Senate Republicans today will address the problem of inadequate, expensive child care with a series of proposals that encourage existing providers to stay in business and lower the barriers of entry for new providers.
The proposals include:
- S.F. 3310 (Weber) – Makes staffing requirements more flexible, reduces unnecessary paperwork for child care providers, makes it easier to hire caretakers, provides more transparency for providers and the public, and requires the Department of Human Services to identify onerous regulatory burdens and take steps to reduce them.

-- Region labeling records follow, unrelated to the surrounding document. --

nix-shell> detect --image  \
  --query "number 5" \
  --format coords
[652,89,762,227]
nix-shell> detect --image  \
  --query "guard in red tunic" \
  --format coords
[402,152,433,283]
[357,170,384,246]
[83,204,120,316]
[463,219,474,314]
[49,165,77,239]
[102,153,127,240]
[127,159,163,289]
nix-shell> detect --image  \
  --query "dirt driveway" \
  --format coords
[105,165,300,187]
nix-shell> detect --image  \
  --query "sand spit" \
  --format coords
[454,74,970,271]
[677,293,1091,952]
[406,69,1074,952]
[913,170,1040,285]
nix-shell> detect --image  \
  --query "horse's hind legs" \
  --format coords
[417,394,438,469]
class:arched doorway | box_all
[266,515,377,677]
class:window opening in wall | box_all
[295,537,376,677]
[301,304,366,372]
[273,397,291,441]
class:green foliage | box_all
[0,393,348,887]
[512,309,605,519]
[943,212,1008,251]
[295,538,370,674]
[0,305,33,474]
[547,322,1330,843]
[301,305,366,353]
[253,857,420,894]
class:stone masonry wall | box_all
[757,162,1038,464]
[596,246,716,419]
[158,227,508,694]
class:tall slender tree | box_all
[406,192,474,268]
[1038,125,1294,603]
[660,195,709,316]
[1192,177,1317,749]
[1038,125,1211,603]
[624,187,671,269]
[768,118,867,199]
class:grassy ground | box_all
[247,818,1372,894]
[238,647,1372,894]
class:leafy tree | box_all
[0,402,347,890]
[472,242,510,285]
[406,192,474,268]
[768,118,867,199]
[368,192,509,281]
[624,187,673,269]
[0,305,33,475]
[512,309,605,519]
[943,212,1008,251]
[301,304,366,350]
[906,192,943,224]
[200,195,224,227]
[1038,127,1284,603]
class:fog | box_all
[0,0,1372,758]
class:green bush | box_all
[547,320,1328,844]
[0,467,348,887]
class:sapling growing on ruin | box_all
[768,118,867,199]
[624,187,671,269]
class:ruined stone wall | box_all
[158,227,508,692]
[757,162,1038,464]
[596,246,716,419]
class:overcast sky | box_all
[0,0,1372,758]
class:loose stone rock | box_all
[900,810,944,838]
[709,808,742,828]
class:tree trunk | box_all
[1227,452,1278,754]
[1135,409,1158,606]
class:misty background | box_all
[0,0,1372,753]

- S.F. 2683 (Kiffmeyer) – Exempts most minor children of in-home child care providers from providing fingerprints and photographs for background study purposes. Child care providers found this new requirement intrusive and degrading to their children.
- S.F. 2685 (Lang) – Exempts child care providers from a burdensome and unnecessary training mandate meant for caretakers of people with disabilities.
- A new subcommittee on child care availability will be established to study the regulatory and administrative barriers that exist for child care providers and develop recommendations to reduce the burden.
“Child care providers face a nightmare scenario of overregulation. It’s really no wonder so many family child care providers have been dropping out of the business at an alarming rate, leaving families without options and desperate for care,” said Sen. Bill Weber (R-Luverne). “The situation is quickly becoming a crisis in Greater Minnesota. The reforms we’ve proposed are a preliminary first step toward increasing choices for parents who want to work.”
Child care providers testified that rules and regulations imposed on the industry by DHS are increasingly punitive and do not pass the common-sense test. For instance, child care providers must sometimes turn away siblings when their ages are not perfectly spaced to allow for a certain ratio of caretakers-to-children, even when the overlap is only a month or two. Something as simple as a misplaced bobby pin could cost a provider hundreds of dollars in fines, regulations are repetitive, and continuous education requirements are unreasonable. These issues are pushing providers out of the business, creating a crisis-level child care shortage, and limiting parents’ career options.
“The child care shortage doesn’t just affect young families. Everyone in our state pays the economic cost when parents are forced drop out of the workforce to stay home with their children because there are no other options available,” said Sen. Andrew Lang (R-Olivia). “The state needs to get out of the way of parents and child care providers so they can solve this problem together.”